Around here, the endurance crowd is cut-throat, everyone for themselves. CTR is more supportive, happy sharing. Just from what I've observed.
_Posted via Mobile Device_


----------



## Painted Horse (Dec 29, 2006)

You will enjoy CTR. When I got back into horse after years of not owning a horse. I started doing CTR. I figured it was a good place to learn about camping and trail riding with my horse.

Getting to spend a weekend with my horse and having judges critic me all weekend gave me lots of stuff to work on. And yes the other CTR riders were very supportive and helpful.

I don't think breed is as important in CTR as it is in endurance. As a ride manager who compiled reports after rides, I can say that about 50% of the horses that attended our rides were Arab or part Arab. About 25% were Foxtrotters and the remaining 25% came from all breeds. And I saw all breeds win.

Endurance are individual races. You could win on Saturday and loose on Sunday. CTR is a culmination of score for the weekend. Beginning with arrival in camp on Friday evening. Endurance horses can be the meanest horses on the trail ( although most are very well trained) Where as a CTR horse has to behave all weekend.

Endurance horses have to get from Point A to Point B fastest and with the best conditioning. CTR horses have to more versitile. They need to not only be able to complete the distance involved with good conditioning, but be able to handle the various obsticles that the judges will challenge them with.

Go and have fun.


----------



## phantomhorse13 (Feb 18, 2011)

In this area (the NE), I have found both the endurance and CTR communities to be welcoming and newbie-friendly. I don't know that there is much difference in terms of trails/terrain between them-biggest difference is pace and distance.
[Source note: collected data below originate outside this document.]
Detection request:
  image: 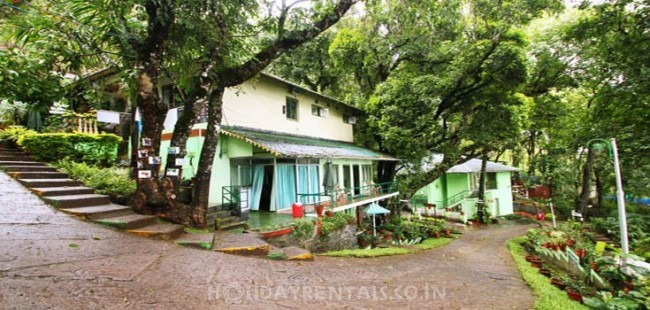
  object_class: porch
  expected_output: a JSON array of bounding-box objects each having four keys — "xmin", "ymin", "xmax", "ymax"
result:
[{"xmin": 278, "ymin": 181, "xmax": 399, "ymax": 217}]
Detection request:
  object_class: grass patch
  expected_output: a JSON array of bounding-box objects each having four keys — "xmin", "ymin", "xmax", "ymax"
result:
[
  {"xmin": 320, "ymin": 247, "xmax": 412, "ymax": 258},
  {"xmin": 184, "ymin": 227, "xmax": 211, "ymax": 234},
  {"xmin": 415, "ymin": 237, "xmax": 453, "ymax": 250},
  {"xmin": 508, "ymin": 237, "xmax": 588, "ymax": 310}
]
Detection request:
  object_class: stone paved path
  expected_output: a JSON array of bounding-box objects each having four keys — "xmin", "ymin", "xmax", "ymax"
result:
[{"xmin": 0, "ymin": 171, "xmax": 535, "ymax": 309}]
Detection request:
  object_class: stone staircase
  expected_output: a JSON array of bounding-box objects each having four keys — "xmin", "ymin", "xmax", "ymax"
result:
[
  {"xmin": 0, "ymin": 146, "xmax": 183, "ymax": 241},
  {"xmin": 207, "ymin": 205, "xmax": 247, "ymax": 231},
  {"xmin": 0, "ymin": 145, "xmax": 313, "ymax": 260}
]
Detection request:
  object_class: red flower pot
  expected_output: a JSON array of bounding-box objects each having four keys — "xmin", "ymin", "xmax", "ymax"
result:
[
  {"xmin": 566, "ymin": 288, "xmax": 583, "ymax": 304},
  {"xmin": 576, "ymin": 249, "xmax": 587, "ymax": 258},
  {"xmin": 259, "ymin": 227, "xmax": 292, "ymax": 238},
  {"xmin": 551, "ymin": 278, "xmax": 567, "ymax": 290},
  {"xmin": 539, "ymin": 268, "xmax": 552, "ymax": 278},
  {"xmin": 531, "ymin": 260, "xmax": 543, "ymax": 268},
  {"xmin": 315, "ymin": 205, "xmax": 324, "ymax": 217}
]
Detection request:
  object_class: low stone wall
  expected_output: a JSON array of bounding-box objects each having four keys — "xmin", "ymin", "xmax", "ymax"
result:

Great place to start would be the AERC website (AERC=American Endurance Ride Conference, the governing body of endurance) and NATRC website (NATRC=North American Trail Ride Conference, which is a nationwide CTR organization). Not sure who your local CTR group might be, but it's a starting place. Both sites have links for people new to the sport and offer ride calendars, showing rides local to your area.
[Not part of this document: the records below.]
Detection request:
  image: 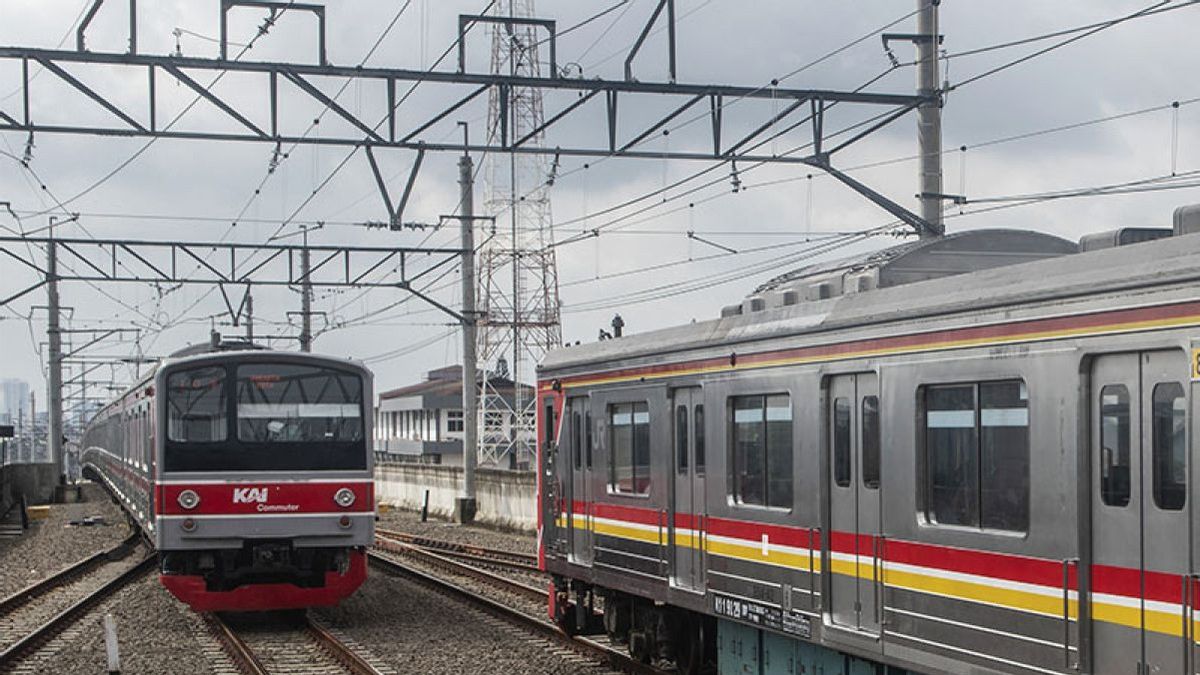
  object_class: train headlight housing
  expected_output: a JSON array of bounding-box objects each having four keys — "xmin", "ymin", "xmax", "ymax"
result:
[
  {"xmin": 177, "ymin": 489, "xmax": 200, "ymax": 510},
  {"xmin": 334, "ymin": 488, "xmax": 356, "ymax": 508}
]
First and foremost suggestion would be to find a ride local to you and go volunteer. You will get to see how things run. Looking for a local mentor (I know the AERC site has mentoring program, not sure about NATRC) is also a great idea. If you are on FB, there are many distance-related groups who can provide you with help and possibly a local mentor.


----------



## svspag01 (Mar 8, 2014)

Thank you for all the suggestions! Kentucky doesn't seem to be a hot spot for CTR or endurance riding, however I'm going to hook up with trail riders in my area. I'm still going to keep up with polo but I am really looking forward to learning a new type of riding 
_Posted via Mobile Device_


----------



## Brighteyes (Mar 8, 2009)

Hi! I do CTRs with NATRC.  CTR is a great sport. I'd be happy to answer any questions you have. I'm in Alabama. We have a couple of riders in Region Five from Tennessee, and I believe we had a great ride (Land Between the Lakes) in Kentucky a few years ago.


----------



## Oreos Girl (May 24, 2011)

I was just going to add, that just because you want to get into trail riding doesn't mean you have to switch to western tack. There are plenty of trail riders that ride in English tack.

Don't know what part of Kentucky you are from but there is a member Greentree on here from the Bowling Green area. Check out the 2014 Miles you have ridden thread, she post in there fairly often.


----------



## greentree (Feb 27, 2013)

What part of Kentucky? You must be more north than me....not a lot of polo around here. 

I was never taken with Competitive trail....too slow for me. Plus, too many RULES. 
I prefer endurance, where I choose the speed according to my horse and myself, and do not have to worry about anything else, except the final pulse down and trot out for the vet. Oh, and staying on the trail!

Let me know where you are, maybe we can meet up!!

Nancy


----------



## svspag01 (Mar 8, 2014)

greentree said:


> What part of Kentucky?


I'm in Louisville. It would be great if I could hook up with another rider!


----------



## greentree (Feb 27, 2013)

I am down in Bowling Green! Do you have a trailer? I want to ride up at Hoosier sometime, so I would pass right by you on the way. Otherwise I ride at Mammoth Cave.

Nancy


----------